The Journal for Energy and Environmental Science recently published “Solar hydrogen production from seawater vapor electrolysis” by Conn Center researchers Sudesh Kumari, R. Turner White, Bijandra Kumar and Joshua Spurgeon. The article details a proof-of-concept system that could operate stably and efficiently at realistic conditions at the ocean’s surface.
To be able to properly utilize the potential for solar energy, there must be both a large area of land and a proper storage system to account for cloudy days. These are very large disadvantages that U of L’s Conn Center for Renewable Energy Research has addressed with their newly published article. The article discusses their findings on how to address this problem by switching to a “hydrogen fuel from solar energy by splitting sea water vapor from ambient humidity at near surface ocean conditions.”

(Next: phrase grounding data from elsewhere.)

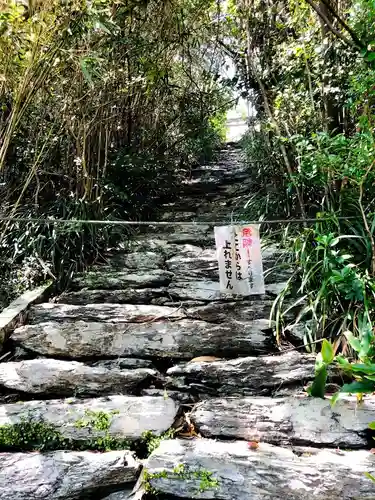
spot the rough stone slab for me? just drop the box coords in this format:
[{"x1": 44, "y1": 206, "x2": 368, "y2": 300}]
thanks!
[
  {"x1": 92, "y1": 358, "x2": 155, "y2": 369},
  {"x1": 167, "y1": 351, "x2": 315, "y2": 396},
  {"x1": 0, "y1": 395, "x2": 178, "y2": 441},
  {"x1": 106, "y1": 251, "x2": 165, "y2": 270},
  {"x1": 266, "y1": 282, "x2": 289, "y2": 296},
  {"x1": 31, "y1": 301, "x2": 274, "y2": 324},
  {"x1": 11, "y1": 319, "x2": 275, "y2": 359},
  {"x1": 186, "y1": 300, "x2": 274, "y2": 322},
  {"x1": 145, "y1": 224, "x2": 214, "y2": 246},
  {"x1": 56, "y1": 288, "x2": 168, "y2": 305},
  {"x1": 0, "y1": 359, "x2": 158, "y2": 396},
  {"x1": 29, "y1": 303, "x2": 186, "y2": 324},
  {"x1": 168, "y1": 279, "x2": 277, "y2": 301},
  {"x1": 159, "y1": 211, "x2": 198, "y2": 222},
  {"x1": 72, "y1": 270, "x2": 173, "y2": 290},
  {"x1": 191, "y1": 396, "x2": 375, "y2": 448},
  {"x1": 0, "y1": 450, "x2": 140, "y2": 500},
  {"x1": 132, "y1": 240, "x2": 203, "y2": 259},
  {"x1": 141, "y1": 388, "x2": 194, "y2": 404},
  {"x1": 166, "y1": 249, "x2": 219, "y2": 280},
  {"x1": 101, "y1": 490, "x2": 134, "y2": 500},
  {"x1": 145, "y1": 438, "x2": 375, "y2": 499},
  {"x1": 0, "y1": 283, "x2": 52, "y2": 351},
  {"x1": 166, "y1": 248, "x2": 289, "y2": 281}
]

The team discovered a way to switch up the solar driver electrolysis from it’s traditional function of simply using deionized liquid water on a high current. Instead, they do not use liquid water and use a slow current allowing water to “breathe.”
“This technology is also an important step toward providing personalized energy,” said Mahendra Sunkara, Conn Center Director. “Our solar fuels research team is making great progress towards durable technologies necessary for worldwide implementation”.
This new clean hydrogen fuel is a true breakthrough, because although the sun isn’t always out to give solar energy, there is always humidity near the sea. Hence, there will always be water vapor in the air near coastal locations. This sustainable method will prove to be especially helpful for places with limited fresh water resources like California, which is forced to ration their resources. Their limitations could change into a surplus of energy with the Conn Center’s breakthrough.
According to the team’s paper, this new technology is very attainable in the future and would be very beneficial both ecologically and to the scientific community.